ÖMER KOPARAN/ETHEM EMRE ÖZCAN - Suriye'de Ağustos 2013'te Şam'ın doğusundaki Doğu Guta bölgesinde Beşşar Esed rejimi güçlerince yapılan kimyasal silah saldırısı 9 yıldır hafızlarda canlılığını korurken, katliamda henüz bebekken anne ve babasını kaybeden Duha Şahab, geçirdiği ameliyatlara rağmen konuşmakta ve yürümekte güçlük çekiyor.
Esed rejimi güçlerinin Doğu Guta bölgesinde kimyasal silahla 1400'ün üzerinde sivili öldürdüğü saldırı, 9. yılını geride bıraktı.
Hafızalardan silinmeyen bu katliamda çoğu kadın ve çocuk binlerce sivil, zehirli gazlardan etkilendi.
Şamlı Şahab ailesi de Doğu Guta'nın Duma ilçesinde gerçekleşen katliamda en ağır bedel ödeyen ailelerin başında geliyor.
Saldırıda 7 ferdini toprağa veren Şahab ailesi, yoğun saldırılar ve ablukaların ardından 2018'deki zorunlu tahliyeler kapsamında ülkenin kuzeyindeki Bab ilçesine göç etti.
Katliamda anne ve babasını kaybederek öksüz kalan 9 yaşındaki kız çocuğu Duha Şahab, saldırıdan yaralı kurtuldu.
Bacağından 2 kez ameliyat olan Duha Şahab, saldırının etkisiyle hem konuşmakta hem de yürümekte zorluk yaşıyor.
AA muhabirleri, katliamın 9. yıl dönümünde Şahab ailesiyle görüştü.
Duha Şahab, "Geceleri uyurken kimyasalın etkisiyle boğulacak hissine kapılıyorum.
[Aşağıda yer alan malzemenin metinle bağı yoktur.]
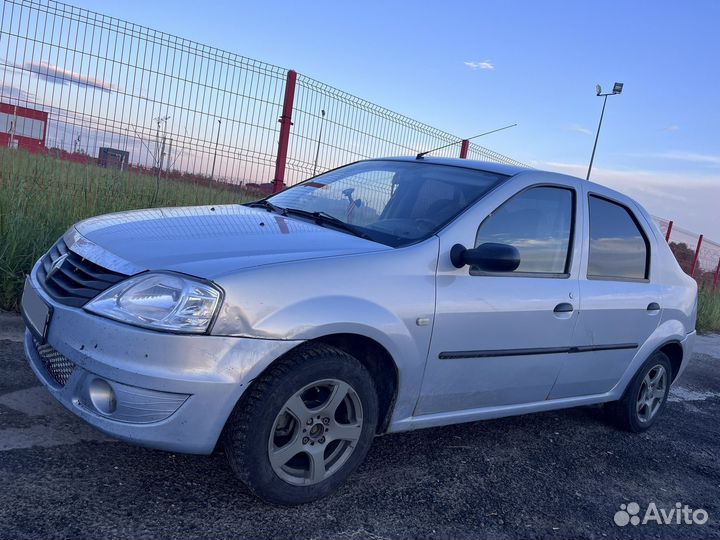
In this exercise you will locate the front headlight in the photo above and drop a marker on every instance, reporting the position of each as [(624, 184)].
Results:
[(159, 301)]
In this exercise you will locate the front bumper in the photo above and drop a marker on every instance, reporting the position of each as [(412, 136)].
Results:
[(167, 391)]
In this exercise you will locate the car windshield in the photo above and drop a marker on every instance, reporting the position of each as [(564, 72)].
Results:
[(392, 202)]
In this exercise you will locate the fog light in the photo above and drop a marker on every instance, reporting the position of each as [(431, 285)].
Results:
[(102, 396)]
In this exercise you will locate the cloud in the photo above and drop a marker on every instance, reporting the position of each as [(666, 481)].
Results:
[(486, 65), (576, 128), (689, 157), (688, 198), (52, 73), (11, 92)]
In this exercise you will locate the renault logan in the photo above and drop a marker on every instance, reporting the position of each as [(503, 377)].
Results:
[(383, 296)]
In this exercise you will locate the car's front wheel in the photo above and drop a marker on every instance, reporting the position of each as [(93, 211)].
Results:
[(303, 426), (645, 396)]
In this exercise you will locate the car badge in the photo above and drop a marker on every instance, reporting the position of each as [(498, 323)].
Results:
[(57, 263)]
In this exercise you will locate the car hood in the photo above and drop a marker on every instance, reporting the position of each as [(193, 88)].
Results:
[(207, 241)]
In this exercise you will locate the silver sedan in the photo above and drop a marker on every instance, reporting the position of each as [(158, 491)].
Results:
[(383, 296)]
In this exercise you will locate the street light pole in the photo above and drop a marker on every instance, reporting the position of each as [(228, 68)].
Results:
[(617, 89)]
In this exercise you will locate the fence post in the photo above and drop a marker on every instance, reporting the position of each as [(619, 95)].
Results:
[(697, 254), (285, 123), (464, 147)]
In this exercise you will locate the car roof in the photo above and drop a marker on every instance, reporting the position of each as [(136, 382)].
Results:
[(489, 166), (509, 170)]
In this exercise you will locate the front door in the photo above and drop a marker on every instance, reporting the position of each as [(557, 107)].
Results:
[(501, 338)]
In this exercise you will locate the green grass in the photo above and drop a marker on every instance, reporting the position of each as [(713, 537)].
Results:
[(40, 197), (708, 311)]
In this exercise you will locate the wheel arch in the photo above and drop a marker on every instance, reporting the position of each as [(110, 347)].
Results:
[(674, 351), (374, 356), (378, 361)]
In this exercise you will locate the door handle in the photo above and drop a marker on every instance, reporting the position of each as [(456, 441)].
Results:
[(563, 307)]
Beni bu hale getirenlerden hesap sorulmasını istiyorum." dedi.
Saldırının etkilerini halen üzerinden atamadığını, vücudundaki şarapnel izlerini gördükçe aklına geldiğini kaydeden Duha Şahab, "Saldırıyı her seferinde hatırladığımda acı çekiyorum." diye konuştu.
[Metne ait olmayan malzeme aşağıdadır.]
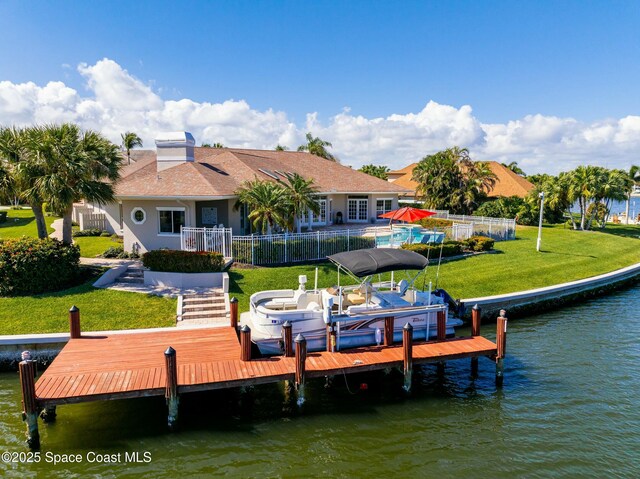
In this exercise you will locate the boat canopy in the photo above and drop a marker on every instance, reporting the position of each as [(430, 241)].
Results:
[(365, 262)]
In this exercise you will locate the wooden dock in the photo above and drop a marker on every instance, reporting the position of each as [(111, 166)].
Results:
[(95, 367)]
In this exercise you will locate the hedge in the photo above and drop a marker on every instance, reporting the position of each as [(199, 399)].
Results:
[(479, 243), (449, 248), (33, 266), (174, 261)]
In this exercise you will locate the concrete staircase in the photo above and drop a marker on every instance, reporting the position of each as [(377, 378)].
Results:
[(133, 274), (203, 308)]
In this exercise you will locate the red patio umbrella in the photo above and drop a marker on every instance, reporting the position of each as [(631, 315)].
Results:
[(408, 214)]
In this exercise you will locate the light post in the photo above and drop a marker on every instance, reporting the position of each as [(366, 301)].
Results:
[(541, 195)]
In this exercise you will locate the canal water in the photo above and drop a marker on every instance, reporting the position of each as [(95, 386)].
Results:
[(570, 407)]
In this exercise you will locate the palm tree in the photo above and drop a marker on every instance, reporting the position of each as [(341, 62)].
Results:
[(129, 141), (74, 164), (301, 196), (513, 166), (318, 147), (18, 161), (267, 201)]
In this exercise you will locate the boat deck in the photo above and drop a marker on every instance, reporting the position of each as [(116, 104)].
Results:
[(102, 367)]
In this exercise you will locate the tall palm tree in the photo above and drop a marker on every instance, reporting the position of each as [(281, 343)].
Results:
[(268, 204), (19, 162), (75, 164), (317, 147), (129, 141), (301, 196)]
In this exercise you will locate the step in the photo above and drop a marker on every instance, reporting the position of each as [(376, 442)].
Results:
[(203, 315), (130, 279)]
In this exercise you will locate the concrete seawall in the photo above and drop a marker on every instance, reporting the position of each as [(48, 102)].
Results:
[(550, 297)]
Rejimin hesap vermesini bekliyorlar
Dede Beşir Şahab ise katliamı hafızasından silemediğini kaydederek, olay gününü şöyle anlattı:
"Sabah saatleriydi sığınaktakilerden biri 'kimyasal saldırılar oldu kaçın' diye seslendi. Sığınakta kimyasal kokusunu hissettik ve sığınakta bulunan tıbbi noktaya doğru yürümeye başladık. Ailemle birlikte 10 adım atmadan gaz kokusu her yeri sarmıştı. Gazlara maruz kalmıştık. Sürünerek tıbbi noktaya ulaştım. Üzerime su döküldükten sonra kendime geldim."
Katliamda ailesinden 7 kişinin öldüğünü belirten Beşir Şahab, saldırının sorumlularından hesap sorulmasını beklediğini kaydetti.
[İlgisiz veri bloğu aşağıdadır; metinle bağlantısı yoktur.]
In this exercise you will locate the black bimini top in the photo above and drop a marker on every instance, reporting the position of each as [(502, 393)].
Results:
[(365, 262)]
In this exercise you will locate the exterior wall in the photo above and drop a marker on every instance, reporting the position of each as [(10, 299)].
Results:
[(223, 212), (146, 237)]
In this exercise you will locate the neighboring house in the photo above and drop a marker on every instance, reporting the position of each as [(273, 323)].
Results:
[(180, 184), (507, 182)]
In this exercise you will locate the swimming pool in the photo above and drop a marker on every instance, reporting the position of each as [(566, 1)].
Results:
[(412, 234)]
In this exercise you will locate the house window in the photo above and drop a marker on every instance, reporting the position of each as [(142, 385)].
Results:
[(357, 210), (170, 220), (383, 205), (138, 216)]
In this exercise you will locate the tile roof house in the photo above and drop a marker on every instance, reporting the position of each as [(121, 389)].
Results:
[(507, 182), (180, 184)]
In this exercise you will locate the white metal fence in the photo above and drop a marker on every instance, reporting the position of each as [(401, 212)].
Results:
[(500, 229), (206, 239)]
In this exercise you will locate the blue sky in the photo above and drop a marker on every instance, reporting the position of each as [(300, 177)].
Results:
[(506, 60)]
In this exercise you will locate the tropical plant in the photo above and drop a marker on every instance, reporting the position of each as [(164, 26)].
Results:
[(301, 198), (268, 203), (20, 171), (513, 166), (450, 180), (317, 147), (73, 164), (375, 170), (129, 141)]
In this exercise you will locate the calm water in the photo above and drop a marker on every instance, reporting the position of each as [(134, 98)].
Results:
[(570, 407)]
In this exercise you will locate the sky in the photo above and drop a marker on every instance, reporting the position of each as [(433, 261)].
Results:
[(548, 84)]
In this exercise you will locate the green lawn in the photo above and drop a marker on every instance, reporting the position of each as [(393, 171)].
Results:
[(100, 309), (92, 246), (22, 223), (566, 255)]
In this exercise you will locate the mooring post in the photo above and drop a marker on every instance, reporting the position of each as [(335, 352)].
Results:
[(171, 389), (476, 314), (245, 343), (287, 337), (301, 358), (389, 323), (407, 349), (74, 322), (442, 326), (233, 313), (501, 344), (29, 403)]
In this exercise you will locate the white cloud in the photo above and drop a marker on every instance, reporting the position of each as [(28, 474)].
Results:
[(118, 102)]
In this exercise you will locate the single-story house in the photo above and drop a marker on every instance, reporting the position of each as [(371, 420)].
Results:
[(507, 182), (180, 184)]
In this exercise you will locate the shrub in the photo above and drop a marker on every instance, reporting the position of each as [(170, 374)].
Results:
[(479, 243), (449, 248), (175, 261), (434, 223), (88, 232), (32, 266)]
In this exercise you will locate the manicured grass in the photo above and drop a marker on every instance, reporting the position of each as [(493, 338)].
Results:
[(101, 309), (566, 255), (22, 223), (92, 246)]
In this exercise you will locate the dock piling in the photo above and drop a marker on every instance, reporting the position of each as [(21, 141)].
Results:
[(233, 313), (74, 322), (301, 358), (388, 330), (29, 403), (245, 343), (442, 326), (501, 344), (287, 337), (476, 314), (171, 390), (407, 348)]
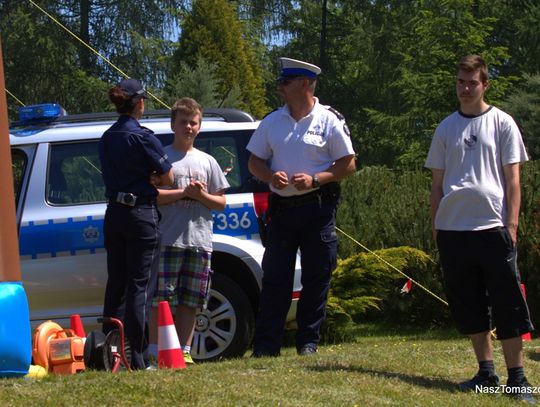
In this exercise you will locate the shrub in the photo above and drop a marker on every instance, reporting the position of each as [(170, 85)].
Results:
[(365, 287), (383, 208)]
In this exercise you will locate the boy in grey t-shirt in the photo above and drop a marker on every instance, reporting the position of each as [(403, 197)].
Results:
[(186, 224)]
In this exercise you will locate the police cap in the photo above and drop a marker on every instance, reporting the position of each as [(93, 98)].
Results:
[(133, 88), (291, 68)]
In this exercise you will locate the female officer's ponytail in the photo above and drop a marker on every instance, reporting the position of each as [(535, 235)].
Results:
[(126, 94), (124, 103)]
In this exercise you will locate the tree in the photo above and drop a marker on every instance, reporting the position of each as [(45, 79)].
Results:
[(212, 31), (45, 63), (430, 44), (524, 105), (201, 84)]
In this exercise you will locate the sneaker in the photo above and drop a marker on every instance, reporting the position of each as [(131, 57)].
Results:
[(264, 354), (479, 381), (521, 391), (188, 359), (308, 349)]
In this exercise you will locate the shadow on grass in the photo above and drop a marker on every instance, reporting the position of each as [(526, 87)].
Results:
[(534, 355), (421, 381)]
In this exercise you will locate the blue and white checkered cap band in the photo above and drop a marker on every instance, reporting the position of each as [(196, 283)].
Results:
[(294, 67), (298, 72)]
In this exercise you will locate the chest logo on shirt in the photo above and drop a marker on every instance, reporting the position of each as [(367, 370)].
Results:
[(470, 142), (316, 130)]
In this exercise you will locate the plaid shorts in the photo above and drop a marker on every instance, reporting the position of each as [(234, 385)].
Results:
[(184, 277)]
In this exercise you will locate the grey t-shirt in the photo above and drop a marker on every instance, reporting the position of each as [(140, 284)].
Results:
[(188, 223)]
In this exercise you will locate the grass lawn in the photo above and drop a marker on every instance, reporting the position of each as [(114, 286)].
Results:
[(382, 366)]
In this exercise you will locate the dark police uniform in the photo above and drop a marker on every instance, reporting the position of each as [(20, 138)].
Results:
[(304, 220), (129, 153)]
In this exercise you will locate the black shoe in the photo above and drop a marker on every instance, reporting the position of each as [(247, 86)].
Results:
[(308, 349), (521, 391), (479, 381), (259, 353)]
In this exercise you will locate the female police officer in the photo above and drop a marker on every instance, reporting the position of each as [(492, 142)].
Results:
[(132, 161)]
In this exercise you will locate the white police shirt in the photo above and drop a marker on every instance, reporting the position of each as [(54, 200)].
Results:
[(308, 146)]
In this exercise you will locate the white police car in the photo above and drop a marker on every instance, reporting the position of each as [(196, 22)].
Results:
[(60, 209)]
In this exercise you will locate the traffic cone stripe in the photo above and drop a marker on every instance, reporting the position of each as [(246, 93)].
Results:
[(167, 338), (169, 350)]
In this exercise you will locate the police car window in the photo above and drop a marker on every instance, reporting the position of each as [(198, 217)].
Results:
[(74, 174), (224, 150), (18, 165)]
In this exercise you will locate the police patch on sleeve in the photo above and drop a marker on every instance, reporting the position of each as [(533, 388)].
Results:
[(346, 129), (341, 118)]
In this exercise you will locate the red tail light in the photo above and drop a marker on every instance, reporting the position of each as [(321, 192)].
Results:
[(260, 199)]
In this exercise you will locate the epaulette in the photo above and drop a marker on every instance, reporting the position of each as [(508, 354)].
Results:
[(341, 118), (339, 115), (269, 113)]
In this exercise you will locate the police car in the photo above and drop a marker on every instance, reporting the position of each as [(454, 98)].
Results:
[(60, 201)]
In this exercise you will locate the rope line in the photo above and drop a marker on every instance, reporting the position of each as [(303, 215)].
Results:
[(94, 50), (391, 266)]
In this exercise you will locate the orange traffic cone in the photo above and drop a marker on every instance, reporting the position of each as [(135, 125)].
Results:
[(77, 327), (526, 336), (170, 354)]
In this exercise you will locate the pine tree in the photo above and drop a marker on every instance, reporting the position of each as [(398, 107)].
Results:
[(212, 31)]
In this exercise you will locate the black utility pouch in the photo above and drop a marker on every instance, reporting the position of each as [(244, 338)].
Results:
[(263, 228)]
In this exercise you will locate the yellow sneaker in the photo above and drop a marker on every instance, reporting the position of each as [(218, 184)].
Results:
[(188, 359)]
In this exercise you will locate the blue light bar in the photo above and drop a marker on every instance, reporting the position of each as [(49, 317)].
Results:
[(43, 112)]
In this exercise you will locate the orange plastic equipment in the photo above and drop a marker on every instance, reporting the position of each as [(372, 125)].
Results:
[(42, 337), (66, 355), (58, 350)]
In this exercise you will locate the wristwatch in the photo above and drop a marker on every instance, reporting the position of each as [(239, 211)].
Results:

Katliam sonrası abluka ve zorunlu tahliyeler
Katliamın ardından Doğu Guta, 2018'de de Beşşar Esed rejiminin en sıkı ablukasını uyguladığı, neredeyse tüm silahları kullandığı bölge haline geldi.
Bölgedeki muhalifler, Esed rejimi ve Rusya ile yaptıkları mecburi anlaşma neticesinde Nisan 2018'de Doğu Guta'yı boşaltmak zorunda kaldı.
5 yıllık kuşatmadan çıkan siviller, halihazırda ülkenin kuzeyinde muhaliflerin kontrolündeki alanlarda yaşam mücadelesi veriyor.
Suriye İnsan Hakları Ağının raporuna göre, Esed rejimi, Suriye'de iç savaşın başlamasının ardından muhaliflerin kontrolündeki yerleşimlere 217 kez kimyasal silah saldırısı gerçekleştirdi.